QAnon o altre consimili e paranoiche teorie complottiste non fanno che riproporre questi antichi ingranaggi nelle modalità attuali del web e dei social, con gli effetti di moltiplicazione perversa offerti dalla loro potenza dirompente e pervasiva. Un aspetto ulteriore fa però riflettere e può alimentare la nostra inquietudine: la natura stessa del mezzo di diffusione oggi impiegato per alimentare l’antisemitismo. Per sua stessa costituzione il web si nutre di miliardi di dati depositati nella rete, informazioni talvolta fondate – spesso assolutamente inventate che però diventano “vere” cioè autentiche nella misura e nel momento in cui entrano a farne parte. Il termine “verità”, nella nuova dinamica creata da internet, perde il suo originario significato etimologico (il greco ἀλήθεια rimanda a “ciò che non è nascosto”): l’aggettivo “vero” non qualifica tanto ciò che è descritto sulla base di fatti sedimentati nella realtà, quanto ciò che è affermato dal contenuto della rete. Su tale base tutto e il contrario di tutto può essere sostenuto, le invenzioni più assurde finiscono per acquisire agli occhi di molti (anche molto stupidi, certo) un crisma di incontestabilità. Questo accade anche per le costruzioni complottiste di cui stiamo parlando. Paradossalmente, si tratta dello stesso meccanismo impiegato in senso contrario dai negatori della Shoah: dato che tutto è vero/tutto è falso, la verità indiscutibile dello sterminio attestata dai fatti e dalla loro ricostruzione storica viene smontata sulla base di singole inconsistenti argomentazioni ritenute attendibili perché depositate nel web. L’antisemitismo negazionista, cioè, si mostra analogo e complementare rispetto all’antisemitismo basato sulla invenzione del complotto.
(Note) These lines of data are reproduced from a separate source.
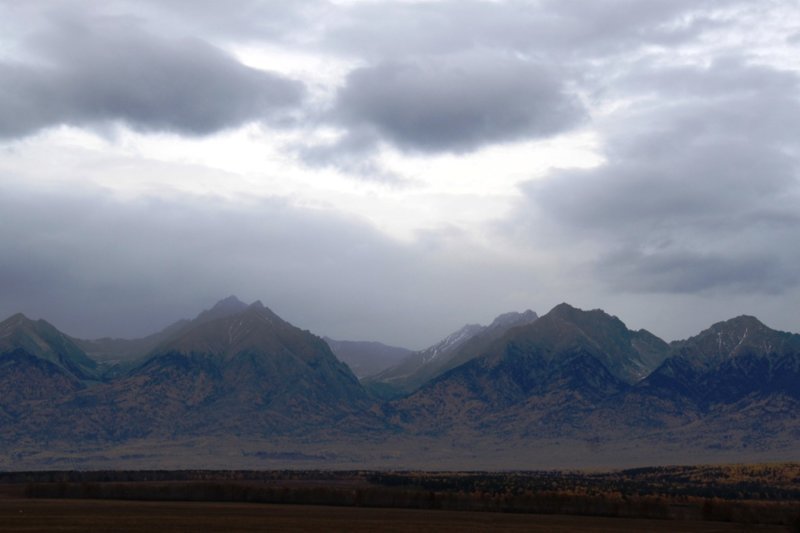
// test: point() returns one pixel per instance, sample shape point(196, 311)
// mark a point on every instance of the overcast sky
point(392, 170)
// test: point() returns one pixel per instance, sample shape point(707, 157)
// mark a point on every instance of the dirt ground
point(20, 515)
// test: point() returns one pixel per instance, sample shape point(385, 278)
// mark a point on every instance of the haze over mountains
point(238, 386)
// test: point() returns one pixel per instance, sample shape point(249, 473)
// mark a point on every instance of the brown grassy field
point(132, 516)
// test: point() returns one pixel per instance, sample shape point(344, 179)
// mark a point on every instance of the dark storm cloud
point(110, 70)
point(700, 188)
point(456, 104)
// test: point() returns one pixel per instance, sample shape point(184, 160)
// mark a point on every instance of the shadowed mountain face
point(557, 368)
point(118, 355)
point(728, 362)
point(455, 349)
point(246, 373)
point(41, 340)
point(367, 358)
point(239, 373)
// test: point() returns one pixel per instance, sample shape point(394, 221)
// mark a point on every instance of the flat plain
point(24, 515)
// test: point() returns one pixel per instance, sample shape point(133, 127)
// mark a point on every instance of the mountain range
point(237, 386)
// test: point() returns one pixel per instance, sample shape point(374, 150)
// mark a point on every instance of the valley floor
point(18, 515)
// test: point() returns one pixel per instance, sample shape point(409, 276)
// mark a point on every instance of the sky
point(392, 170)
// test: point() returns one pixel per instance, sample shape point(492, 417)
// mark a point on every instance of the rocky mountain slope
point(455, 349)
point(367, 358)
point(572, 386)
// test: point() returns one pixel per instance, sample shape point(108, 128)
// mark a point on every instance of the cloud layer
point(92, 75)
point(608, 153)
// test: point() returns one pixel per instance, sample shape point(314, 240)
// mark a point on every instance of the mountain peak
point(14, 321)
point(230, 303)
point(514, 319)
point(223, 308)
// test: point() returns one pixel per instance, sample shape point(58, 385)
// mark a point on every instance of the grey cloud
point(110, 70)
point(456, 104)
point(698, 193)
point(551, 29)
point(95, 265)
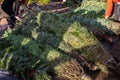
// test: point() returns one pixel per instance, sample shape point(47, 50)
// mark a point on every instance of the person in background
point(7, 7)
point(111, 7)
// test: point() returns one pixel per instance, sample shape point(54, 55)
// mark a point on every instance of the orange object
point(110, 6)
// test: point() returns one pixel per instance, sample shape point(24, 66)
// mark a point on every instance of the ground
point(58, 7)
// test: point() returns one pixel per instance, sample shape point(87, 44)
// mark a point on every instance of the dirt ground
point(58, 7)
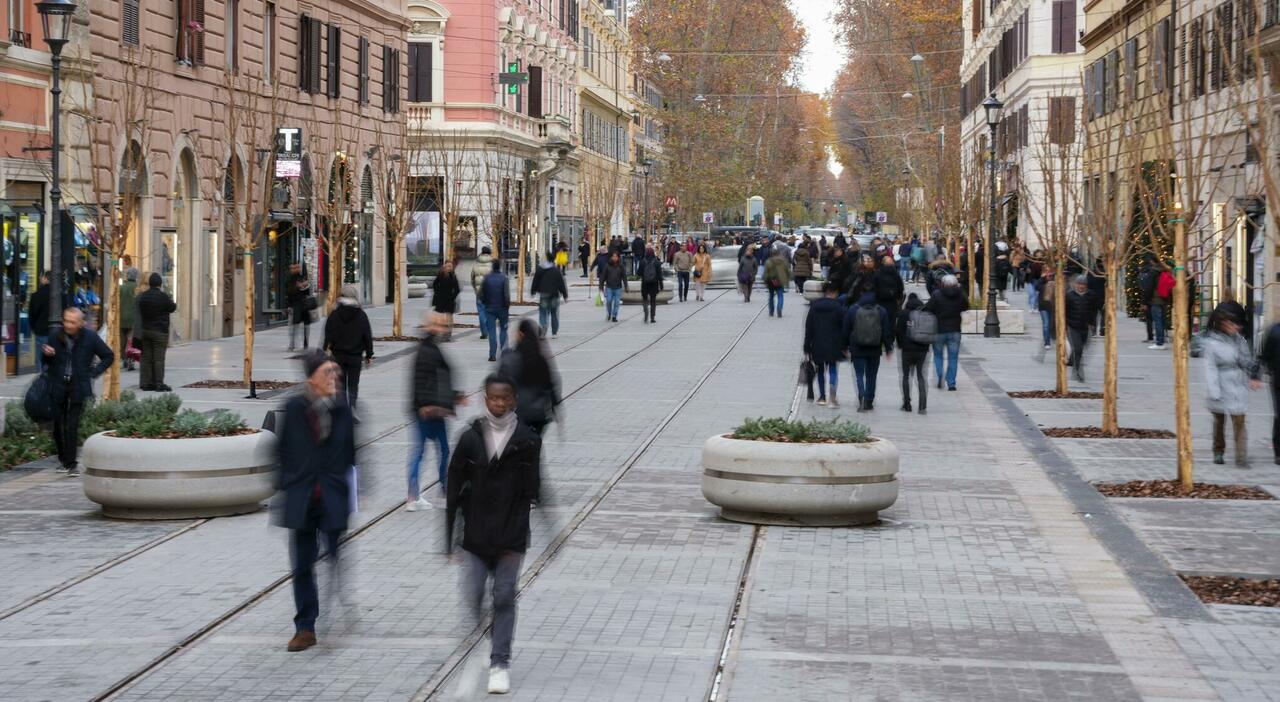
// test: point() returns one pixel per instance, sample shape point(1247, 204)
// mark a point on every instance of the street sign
point(288, 153)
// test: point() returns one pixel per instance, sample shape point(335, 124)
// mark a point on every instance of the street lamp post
point(56, 18)
point(991, 329)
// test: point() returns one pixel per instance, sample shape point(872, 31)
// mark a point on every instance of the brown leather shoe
point(302, 641)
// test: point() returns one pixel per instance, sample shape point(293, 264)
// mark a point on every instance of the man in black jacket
point(71, 355)
point(434, 400)
point(494, 477)
point(154, 310)
point(316, 454)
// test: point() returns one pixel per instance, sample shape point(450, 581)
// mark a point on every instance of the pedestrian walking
point(154, 310)
point(481, 268)
point(549, 287)
point(347, 336)
point(650, 285)
point(777, 277)
point(433, 401)
point(71, 354)
point(301, 304)
point(1230, 373)
point(37, 315)
point(947, 304)
point(446, 291)
point(613, 281)
point(494, 479)
point(529, 365)
point(128, 302)
point(1080, 313)
point(868, 332)
point(682, 263)
point(915, 331)
point(316, 456)
point(496, 296)
point(801, 264)
point(702, 270)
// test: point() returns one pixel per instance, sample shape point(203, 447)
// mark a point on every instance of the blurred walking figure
point(444, 296)
point(433, 402)
point(481, 268)
point(529, 365)
point(823, 342)
point(494, 478)
point(496, 297)
point(549, 287)
point(915, 332)
point(154, 310)
point(316, 454)
point(347, 337)
point(1230, 373)
point(702, 270)
point(71, 354)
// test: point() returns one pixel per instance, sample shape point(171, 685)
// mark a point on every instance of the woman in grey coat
point(1230, 373)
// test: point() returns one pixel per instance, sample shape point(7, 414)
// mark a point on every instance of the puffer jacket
point(1228, 368)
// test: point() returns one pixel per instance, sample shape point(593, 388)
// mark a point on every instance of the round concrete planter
point(632, 296)
point(799, 484)
point(137, 478)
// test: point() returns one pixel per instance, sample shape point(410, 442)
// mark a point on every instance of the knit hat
point(312, 360)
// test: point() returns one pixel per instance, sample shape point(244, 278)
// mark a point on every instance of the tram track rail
point(193, 638)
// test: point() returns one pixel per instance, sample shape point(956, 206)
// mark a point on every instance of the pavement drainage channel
point(456, 664)
point(191, 639)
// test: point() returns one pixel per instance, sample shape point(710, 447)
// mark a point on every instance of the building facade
point(1025, 53)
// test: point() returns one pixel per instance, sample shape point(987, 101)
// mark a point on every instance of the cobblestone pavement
point(987, 580)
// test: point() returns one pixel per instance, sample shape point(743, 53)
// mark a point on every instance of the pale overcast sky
point(822, 57)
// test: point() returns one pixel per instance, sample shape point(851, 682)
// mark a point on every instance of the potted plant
point(817, 473)
point(158, 463)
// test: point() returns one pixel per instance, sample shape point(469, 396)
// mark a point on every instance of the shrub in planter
point(818, 473)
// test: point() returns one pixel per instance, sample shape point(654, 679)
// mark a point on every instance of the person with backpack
point(494, 479)
point(947, 304)
point(867, 332)
point(915, 333)
point(777, 277)
point(496, 296)
point(650, 285)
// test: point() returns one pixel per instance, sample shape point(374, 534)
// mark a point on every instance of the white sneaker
point(499, 680)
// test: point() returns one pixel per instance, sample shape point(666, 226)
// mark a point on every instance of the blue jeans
point(864, 372)
point(494, 324)
point(1047, 326)
point(612, 300)
point(778, 293)
point(548, 306)
point(428, 429)
point(949, 342)
point(483, 317)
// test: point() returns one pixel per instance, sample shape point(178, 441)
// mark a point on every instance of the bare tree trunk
point(1182, 401)
point(1110, 355)
point(248, 317)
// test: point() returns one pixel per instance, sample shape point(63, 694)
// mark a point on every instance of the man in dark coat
point(154, 310)
point(71, 354)
point(494, 478)
point(316, 454)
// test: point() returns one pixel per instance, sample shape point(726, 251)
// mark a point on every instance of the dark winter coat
point(306, 464)
point(444, 293)
point(822, 331)
point(493, 495)
point(947, 305)
point(347, 334)
point(74, 356)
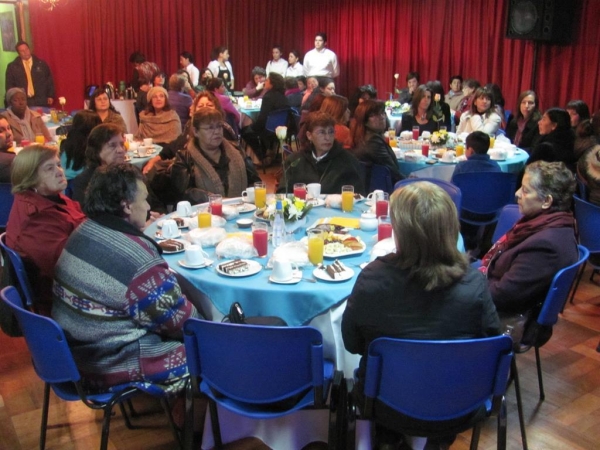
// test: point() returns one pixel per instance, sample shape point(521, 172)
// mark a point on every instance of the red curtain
point(89, 41)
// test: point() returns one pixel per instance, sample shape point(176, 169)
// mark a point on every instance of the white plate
point(185, 244)
point(253, 268)
point(296, 277)
point(246, 207)
point(206, 263)
point(322, 275)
Quel che deve preoccuparci oggi, al di là dei contenuti ogni volta nuovi e ogni volta vecchi dell’immaginario antisemita 2.0, è dunque la troppo facile sovrapposizione di news e di fake news; una vischiosità che può trasformarsi in appiattimento a-critico sul modello internet, inducendo nella società un pregiudizio per condizionamento e per assuefazione non del tutto consapevoli. Anch’esso, peraltro, realtà non nuova.